- Born: Valdis Semeiks February 5, 1955 (age 71)
- Area(s): Penciller, inker
- Notable works: Conan the Barbarian The Demon Lobo DC One Million

= Val Semeiks =

Valdis "Val" Semeiks (/ˈsɛmɪks/; born 5 February 1955) is an American comic book artist who has mostly worked for DC Comics and Marvel Comics.

==Biography==

Val Semeiks was born in the U.S. to Latvian parents.

Semeiks graduated from college with degrees in Chemistry and Mathematics, before pursuing a career in advertising, working as "an art director for a regional ad agency". He has been working in the comics field since 1986, mostly as a penciller although he has been known to ink his own work. His first professional credit was with Marvel, drawing King Kull back-up stories for The Savage Sword of Conan, which ultimately led to him becoming the monthly artist on Conan the Barbarian, allowing him to leave his day job and forge a fulltime career as a comics artist.
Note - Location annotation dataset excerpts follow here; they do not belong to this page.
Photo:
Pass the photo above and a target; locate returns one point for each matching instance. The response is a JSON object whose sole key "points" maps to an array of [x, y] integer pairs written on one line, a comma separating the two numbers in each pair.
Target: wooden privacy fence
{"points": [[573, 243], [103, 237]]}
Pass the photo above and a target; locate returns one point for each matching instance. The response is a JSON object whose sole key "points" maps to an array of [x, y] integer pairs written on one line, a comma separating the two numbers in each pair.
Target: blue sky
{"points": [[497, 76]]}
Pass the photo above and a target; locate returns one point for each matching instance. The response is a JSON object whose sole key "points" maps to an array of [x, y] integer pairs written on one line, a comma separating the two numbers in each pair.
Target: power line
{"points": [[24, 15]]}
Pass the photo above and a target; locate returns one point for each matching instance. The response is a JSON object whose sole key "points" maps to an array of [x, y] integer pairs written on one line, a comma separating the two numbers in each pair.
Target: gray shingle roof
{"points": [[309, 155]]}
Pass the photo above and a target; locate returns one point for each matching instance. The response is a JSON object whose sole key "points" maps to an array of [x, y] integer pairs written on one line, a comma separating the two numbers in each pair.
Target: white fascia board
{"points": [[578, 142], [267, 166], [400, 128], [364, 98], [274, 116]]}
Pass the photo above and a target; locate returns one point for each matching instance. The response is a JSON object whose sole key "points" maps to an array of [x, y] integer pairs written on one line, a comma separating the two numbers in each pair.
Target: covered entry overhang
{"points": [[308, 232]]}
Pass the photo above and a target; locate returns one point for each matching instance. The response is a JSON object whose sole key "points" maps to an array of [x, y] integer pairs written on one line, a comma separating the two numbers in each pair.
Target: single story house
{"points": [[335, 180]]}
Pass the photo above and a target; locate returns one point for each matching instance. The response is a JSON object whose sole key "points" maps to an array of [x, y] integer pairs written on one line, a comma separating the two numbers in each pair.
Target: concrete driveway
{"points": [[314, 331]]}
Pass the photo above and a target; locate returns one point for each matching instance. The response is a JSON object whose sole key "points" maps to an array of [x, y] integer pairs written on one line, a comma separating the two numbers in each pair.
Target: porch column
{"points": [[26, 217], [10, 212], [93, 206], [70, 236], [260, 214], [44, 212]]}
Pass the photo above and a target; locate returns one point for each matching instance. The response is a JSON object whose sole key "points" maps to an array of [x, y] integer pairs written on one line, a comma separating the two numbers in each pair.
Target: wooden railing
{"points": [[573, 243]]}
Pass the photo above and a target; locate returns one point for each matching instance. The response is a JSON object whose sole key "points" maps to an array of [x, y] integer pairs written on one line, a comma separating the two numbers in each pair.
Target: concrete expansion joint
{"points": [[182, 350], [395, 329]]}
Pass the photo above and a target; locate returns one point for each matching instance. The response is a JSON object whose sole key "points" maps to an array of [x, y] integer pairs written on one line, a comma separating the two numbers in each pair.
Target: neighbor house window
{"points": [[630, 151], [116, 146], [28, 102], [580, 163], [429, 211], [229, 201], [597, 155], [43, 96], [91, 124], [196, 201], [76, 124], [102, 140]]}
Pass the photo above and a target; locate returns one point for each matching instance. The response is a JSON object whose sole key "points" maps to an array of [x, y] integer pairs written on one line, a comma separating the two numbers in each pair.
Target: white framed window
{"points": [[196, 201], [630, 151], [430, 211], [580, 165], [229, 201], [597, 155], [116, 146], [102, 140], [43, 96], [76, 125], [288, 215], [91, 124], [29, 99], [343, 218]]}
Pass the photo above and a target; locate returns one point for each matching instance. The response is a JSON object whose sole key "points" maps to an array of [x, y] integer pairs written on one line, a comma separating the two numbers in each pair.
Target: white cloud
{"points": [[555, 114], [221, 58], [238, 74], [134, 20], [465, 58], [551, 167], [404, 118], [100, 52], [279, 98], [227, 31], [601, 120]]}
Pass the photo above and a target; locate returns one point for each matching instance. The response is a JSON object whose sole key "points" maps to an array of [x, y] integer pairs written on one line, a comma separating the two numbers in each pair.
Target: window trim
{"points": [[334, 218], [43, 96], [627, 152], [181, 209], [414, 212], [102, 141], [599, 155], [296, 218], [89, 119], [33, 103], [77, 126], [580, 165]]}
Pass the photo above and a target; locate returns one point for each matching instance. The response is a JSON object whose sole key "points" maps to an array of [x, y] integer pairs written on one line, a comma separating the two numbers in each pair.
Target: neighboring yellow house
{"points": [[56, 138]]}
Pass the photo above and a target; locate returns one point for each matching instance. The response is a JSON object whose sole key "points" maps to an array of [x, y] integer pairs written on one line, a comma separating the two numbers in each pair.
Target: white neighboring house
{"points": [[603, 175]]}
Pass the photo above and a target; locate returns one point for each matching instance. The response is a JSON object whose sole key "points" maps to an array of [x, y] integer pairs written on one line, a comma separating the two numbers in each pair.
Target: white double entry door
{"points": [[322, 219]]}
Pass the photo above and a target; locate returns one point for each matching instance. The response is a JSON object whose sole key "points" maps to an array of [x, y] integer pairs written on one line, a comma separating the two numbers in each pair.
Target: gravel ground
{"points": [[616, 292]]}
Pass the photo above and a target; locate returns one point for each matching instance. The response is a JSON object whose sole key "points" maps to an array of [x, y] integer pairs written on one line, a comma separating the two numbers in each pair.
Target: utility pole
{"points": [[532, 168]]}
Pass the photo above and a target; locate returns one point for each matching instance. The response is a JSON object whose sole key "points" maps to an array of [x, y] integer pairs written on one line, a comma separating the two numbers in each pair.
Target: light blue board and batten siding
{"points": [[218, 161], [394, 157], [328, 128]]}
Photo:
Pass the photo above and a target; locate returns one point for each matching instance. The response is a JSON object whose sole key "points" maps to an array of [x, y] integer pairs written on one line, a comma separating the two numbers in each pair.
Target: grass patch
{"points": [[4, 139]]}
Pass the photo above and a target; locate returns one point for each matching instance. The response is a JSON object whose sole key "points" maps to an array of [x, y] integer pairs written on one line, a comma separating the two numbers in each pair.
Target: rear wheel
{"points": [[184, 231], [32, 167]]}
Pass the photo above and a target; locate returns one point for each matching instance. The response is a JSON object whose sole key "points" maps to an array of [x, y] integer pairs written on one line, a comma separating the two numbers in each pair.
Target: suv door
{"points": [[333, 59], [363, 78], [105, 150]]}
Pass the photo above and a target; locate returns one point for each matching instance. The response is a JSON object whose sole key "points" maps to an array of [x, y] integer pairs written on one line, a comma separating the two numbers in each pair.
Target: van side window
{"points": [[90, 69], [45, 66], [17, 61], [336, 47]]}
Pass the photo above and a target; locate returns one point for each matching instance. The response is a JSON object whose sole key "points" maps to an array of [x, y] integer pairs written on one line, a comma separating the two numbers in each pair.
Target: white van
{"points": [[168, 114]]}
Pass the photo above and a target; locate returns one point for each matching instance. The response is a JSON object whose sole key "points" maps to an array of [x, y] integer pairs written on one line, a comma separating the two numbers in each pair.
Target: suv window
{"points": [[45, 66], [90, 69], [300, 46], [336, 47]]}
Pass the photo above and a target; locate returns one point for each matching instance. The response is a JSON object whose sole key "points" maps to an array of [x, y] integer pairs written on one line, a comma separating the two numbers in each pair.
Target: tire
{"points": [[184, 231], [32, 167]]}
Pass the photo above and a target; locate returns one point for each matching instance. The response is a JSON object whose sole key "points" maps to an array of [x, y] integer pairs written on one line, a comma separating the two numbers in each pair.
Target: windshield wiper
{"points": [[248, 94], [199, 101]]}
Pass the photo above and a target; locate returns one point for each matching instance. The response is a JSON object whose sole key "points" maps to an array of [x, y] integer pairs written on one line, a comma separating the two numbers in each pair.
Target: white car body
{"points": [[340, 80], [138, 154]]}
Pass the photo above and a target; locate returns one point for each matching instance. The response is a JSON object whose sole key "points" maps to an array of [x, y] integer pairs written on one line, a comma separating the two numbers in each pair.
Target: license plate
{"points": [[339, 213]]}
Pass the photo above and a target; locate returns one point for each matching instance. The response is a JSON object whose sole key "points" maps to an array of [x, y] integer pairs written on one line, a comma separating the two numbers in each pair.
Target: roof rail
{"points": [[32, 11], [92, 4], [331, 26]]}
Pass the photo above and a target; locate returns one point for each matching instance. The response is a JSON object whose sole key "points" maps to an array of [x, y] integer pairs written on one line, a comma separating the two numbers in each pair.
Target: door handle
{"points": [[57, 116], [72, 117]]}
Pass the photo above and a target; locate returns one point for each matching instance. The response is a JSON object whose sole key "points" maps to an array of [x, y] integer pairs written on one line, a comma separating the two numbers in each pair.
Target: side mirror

His following credits include long runs on The Demon and Lobo for DC Comics; he primarily worked with writer Alan Grant, whose plots Semeiks defined "laugh-out-loud funny", leading him to call his time on Lobo (upon which he worked with inker John Dell) "about as much fun as anyone can have drawing comics". He also provided the artwork to Alan Grant and John Wagner's 1995 DC/2000 AD crossover title Lobo/Judge Dredd: Psycho-Bikers vs. The Mutants From Hell. When, as part of the 1996 DC vs. Marvel event, the DC and Marvel Universes briefly combined to form the Amalgam Universe, Alan Grant and Semeiks produced the Oneshot "Lobo the Duck".

Returning briefly to Marvel, Semeiks was reunited with his first editor Larry Hama, working with him on Wolverine, alongside a number of other titles. Returning again to DC, Semeiks worked on a number of JLA projects with then-JLA-writer Grant Morrison, including JLA/WildC.A.T.S., DC One Million, and the 1999 limited series Superman's Nemesis: Lex Luthor with writer David Michelinie. Semeiks drew two Batman stories penned by Dwayne McDuffie in 2002 and 2003 for Batman: Legends of the Dark Knight (issues #156-158) and (issues #164-167). In 2006, he helped wrap up the second volume of Flash, illustrating issues #227-230. He contributed to Marvel's relaunch of Web of Spider-Man in 2009.

He has also worked on non-Superhero projects including cartoon work for MAD Magazine and DC's "Big Book" series (from Paradox Press) as well as "video game and toy design work too". He illustrated fantasy author R.A. Salvatore's Icewind Dale Trilogy in three comicbook mini-series (Crystal Shard, Streams of Silver, and Halfling's Gem).